Controllable synthesis of diamond/graphite composite films with tunable dielectric properties for microwave attenuation

Diamond/graphite composite films with tunable dielectric properties were prepared by microwave plasma chemical vapor deposition. The effect of methane flow rate on the morphology, phase composition, electric conductivity and dielectric properties of the films were investigated. The results showed that the grain structure of the film transformed from spherical shape to needle-like structures with the flow rate of methane increased from 1.5 sccm to 3.0 sccm.
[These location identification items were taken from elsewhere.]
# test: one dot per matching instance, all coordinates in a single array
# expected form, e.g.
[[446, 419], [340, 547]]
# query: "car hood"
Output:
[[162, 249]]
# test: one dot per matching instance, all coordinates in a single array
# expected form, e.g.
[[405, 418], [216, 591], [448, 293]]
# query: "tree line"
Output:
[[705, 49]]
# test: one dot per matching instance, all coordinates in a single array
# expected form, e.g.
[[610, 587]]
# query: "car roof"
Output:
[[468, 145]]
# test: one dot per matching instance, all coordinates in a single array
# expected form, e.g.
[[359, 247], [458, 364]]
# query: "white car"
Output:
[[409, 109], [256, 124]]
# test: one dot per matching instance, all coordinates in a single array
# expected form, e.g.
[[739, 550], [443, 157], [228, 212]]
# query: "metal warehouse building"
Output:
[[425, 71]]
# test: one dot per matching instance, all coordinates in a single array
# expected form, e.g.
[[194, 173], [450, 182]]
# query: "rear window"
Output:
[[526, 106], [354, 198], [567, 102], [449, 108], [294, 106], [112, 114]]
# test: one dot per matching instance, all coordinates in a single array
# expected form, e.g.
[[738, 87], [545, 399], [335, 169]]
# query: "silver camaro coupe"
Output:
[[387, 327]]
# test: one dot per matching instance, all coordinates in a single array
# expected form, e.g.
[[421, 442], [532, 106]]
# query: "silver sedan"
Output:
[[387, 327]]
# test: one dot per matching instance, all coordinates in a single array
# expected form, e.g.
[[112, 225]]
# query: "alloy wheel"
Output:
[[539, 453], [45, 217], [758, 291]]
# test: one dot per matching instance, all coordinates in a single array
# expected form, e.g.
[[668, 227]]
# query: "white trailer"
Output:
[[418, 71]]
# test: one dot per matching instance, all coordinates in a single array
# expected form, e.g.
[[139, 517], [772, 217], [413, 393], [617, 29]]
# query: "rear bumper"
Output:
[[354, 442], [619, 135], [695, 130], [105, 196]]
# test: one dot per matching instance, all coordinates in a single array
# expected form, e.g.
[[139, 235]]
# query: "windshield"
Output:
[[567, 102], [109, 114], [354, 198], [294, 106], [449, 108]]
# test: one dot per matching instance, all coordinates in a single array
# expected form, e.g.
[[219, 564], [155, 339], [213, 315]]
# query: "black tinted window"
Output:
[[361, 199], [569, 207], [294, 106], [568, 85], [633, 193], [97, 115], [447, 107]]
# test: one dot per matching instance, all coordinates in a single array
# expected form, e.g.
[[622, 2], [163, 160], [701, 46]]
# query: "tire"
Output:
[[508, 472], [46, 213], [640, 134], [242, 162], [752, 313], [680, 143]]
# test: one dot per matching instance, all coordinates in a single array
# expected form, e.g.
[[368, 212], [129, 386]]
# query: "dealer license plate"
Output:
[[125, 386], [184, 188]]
Meanwhile, the sp3/sp2 ratio decreased from 1.77 to 1.04 and the graphitization degree of sp2-bonded carbon was enhanced. Furthermore, the electric conductivity was improved from 0.01 S/m to 63.04 S/m and the average dielectric loss tangent in the range of 75-110 GHz was significantly increased from 0.09 to 1.31 with the increasing of methane flow rate. The results demonstrated that methane flow rate play an important role in governing dielectric properties of diamond/graphite composite films. Moreover, the possible microwave attenuation mechanism was explored. The dominating attenuation mechanism of the film changed from polarization loss to conductive loss with the increase of methane flow rate. The microwave attenuation ability of the film was enhanced with the synergistic increase of both conductive loss and polarization loss.

Automated summary

Diamond/graphite composite films with tunable dielectric properties were prepared by microwave plasma chemical vapor deposition. The effect of methane flow rate on the morphology, phase composition, electric conductivity and dielectric properties of the films were investigated. Results showed that methane flow rate played an important role in governing the dielectric properties of the films and the possible microwave attenuation mechanism was explored.